You now also have to build infrastructure to distribute the wildcard from (presumably) central place where you generate it to all the different places where it is desired.

And hope the wildcard's private key does not leak from one of myriad of places it now lives.

cobertos 2 hours ago|||
I have a few Traefik instances that request wildcards independently of each other. Each with the same config, per server.

Leaking is an issue but we're talking about internal services too.

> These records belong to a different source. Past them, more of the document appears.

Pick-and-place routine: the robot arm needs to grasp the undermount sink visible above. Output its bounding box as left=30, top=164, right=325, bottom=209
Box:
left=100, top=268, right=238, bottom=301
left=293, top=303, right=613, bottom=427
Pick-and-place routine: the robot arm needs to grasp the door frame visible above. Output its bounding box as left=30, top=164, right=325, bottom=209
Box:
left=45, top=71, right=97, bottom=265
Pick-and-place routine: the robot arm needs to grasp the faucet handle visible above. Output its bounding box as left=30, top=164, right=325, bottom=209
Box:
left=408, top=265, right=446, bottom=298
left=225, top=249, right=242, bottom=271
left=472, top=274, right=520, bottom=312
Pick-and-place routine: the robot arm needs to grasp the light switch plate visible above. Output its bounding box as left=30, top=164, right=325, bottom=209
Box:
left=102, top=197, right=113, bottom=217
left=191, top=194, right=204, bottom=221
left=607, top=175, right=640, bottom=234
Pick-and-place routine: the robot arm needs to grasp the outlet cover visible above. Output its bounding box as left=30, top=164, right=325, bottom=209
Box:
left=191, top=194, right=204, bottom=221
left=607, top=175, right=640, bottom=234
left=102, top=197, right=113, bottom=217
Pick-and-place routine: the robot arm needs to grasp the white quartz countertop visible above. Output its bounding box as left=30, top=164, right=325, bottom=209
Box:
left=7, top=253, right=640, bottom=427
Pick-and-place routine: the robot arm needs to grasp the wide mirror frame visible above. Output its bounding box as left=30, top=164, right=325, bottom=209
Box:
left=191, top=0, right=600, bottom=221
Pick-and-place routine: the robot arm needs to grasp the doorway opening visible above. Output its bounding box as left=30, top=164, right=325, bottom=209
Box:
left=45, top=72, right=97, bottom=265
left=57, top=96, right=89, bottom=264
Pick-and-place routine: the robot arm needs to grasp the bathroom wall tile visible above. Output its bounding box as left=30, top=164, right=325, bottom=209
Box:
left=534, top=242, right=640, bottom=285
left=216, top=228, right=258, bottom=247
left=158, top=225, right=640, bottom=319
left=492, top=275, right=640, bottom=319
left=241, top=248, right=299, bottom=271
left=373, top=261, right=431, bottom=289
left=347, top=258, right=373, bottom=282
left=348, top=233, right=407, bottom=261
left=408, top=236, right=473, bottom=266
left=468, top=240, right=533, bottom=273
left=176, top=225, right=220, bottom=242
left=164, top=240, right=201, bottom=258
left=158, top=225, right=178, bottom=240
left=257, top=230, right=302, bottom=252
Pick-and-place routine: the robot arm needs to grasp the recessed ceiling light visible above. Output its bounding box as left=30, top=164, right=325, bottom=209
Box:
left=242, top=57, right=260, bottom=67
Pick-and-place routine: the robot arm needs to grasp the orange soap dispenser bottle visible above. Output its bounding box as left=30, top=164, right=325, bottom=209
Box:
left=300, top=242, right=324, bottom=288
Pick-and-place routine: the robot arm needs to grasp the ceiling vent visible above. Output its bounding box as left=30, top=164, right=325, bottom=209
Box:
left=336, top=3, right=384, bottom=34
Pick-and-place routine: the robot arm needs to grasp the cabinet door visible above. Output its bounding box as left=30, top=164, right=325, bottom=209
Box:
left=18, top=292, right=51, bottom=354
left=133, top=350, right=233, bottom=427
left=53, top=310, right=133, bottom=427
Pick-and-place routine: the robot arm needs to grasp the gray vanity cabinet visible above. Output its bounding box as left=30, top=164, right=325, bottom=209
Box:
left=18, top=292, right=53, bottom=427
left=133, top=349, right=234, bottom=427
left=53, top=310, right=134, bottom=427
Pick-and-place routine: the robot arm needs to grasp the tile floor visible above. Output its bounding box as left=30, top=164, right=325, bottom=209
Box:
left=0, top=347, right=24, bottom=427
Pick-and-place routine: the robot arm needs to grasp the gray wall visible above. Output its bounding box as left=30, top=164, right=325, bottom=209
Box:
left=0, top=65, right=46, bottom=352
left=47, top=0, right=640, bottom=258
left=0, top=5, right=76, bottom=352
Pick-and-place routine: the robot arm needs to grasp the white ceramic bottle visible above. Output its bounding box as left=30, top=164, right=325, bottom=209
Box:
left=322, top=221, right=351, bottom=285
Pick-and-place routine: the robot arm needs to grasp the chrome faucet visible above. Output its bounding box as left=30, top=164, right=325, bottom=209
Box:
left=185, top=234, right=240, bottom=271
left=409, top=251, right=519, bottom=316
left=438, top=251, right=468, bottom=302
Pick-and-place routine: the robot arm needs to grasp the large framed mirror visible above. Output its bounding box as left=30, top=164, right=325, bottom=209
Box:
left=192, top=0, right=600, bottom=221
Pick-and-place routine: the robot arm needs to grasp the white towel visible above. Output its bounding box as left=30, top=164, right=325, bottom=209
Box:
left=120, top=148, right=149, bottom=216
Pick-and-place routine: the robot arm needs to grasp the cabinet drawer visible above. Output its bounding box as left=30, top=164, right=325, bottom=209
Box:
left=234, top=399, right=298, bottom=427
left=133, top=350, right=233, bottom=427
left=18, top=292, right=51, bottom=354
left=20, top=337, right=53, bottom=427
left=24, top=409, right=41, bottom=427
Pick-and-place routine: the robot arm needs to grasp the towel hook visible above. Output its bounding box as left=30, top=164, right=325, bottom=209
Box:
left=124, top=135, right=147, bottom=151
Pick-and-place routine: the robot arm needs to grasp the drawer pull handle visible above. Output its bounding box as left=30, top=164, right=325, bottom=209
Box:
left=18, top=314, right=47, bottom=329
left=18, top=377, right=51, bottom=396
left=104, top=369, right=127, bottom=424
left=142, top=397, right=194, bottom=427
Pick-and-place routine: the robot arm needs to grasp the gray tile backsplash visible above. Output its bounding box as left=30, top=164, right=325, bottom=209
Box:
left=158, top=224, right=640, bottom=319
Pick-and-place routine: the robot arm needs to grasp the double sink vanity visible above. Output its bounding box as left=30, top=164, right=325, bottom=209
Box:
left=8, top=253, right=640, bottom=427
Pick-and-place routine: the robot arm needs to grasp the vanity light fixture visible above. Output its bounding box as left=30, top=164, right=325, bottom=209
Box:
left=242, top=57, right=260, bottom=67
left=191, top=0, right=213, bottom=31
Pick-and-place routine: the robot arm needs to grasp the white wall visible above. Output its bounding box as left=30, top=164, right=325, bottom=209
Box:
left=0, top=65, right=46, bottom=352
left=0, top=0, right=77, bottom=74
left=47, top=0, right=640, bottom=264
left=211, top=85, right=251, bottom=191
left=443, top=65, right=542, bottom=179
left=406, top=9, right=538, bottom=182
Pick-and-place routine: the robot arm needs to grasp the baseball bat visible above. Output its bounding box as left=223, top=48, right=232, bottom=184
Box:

AlexanderYamanu 1 hour ago|||
well, I configure my services te request their own wildcard certs from a caching proxy acme to letsencrypt. Easy peasy.
mrl5 4 hours ago||
I've documented how to securely set up TLS certificates for internal services without creating TLS issues for http clients downstream. All thanks to split-horizon DNS, WAF and ACME protocol. All for free!
rootnod3 3 hours ago|
Uhm....source?
cwillu 2 hours ago||
He's the submitter
Eduard 1 hour ago||
to help with passive reconnaissance, here are tuxnet.dev's SSL certificates and associated subdomains:

https://www.certkit.io/tools/ct-logs/?query=tuxnet.dev

Hamuko 3 hours ago|
I use a registered domain with DNS validation and then CNAMEs that I resolve locally. Basically:

  1. Register a domain ("server.com") and put it on some public DNS that can do DNS validation with acme.sh.
  2. Use DNS validation to get a certificate on your domain from Let's Encrypt. You can just grab a wildcard one ("*.server.com").
  3. CNAME all of your services on a public DNS to an internal address ("email.server.com" → "server.internal", "plex.server.com" → "server.internal").
  4. Resolve your internal address on a local DNS server with an A record ("server.internal" → 192.168.0.123). This can often just be done on your router.
Since you use DNS validation, you just API keys for your public DNS service that acme.sh can use. No need to have any VPN network interfaces for getting your certificate. Your wildcard certificate also doesn't leak any details about your services.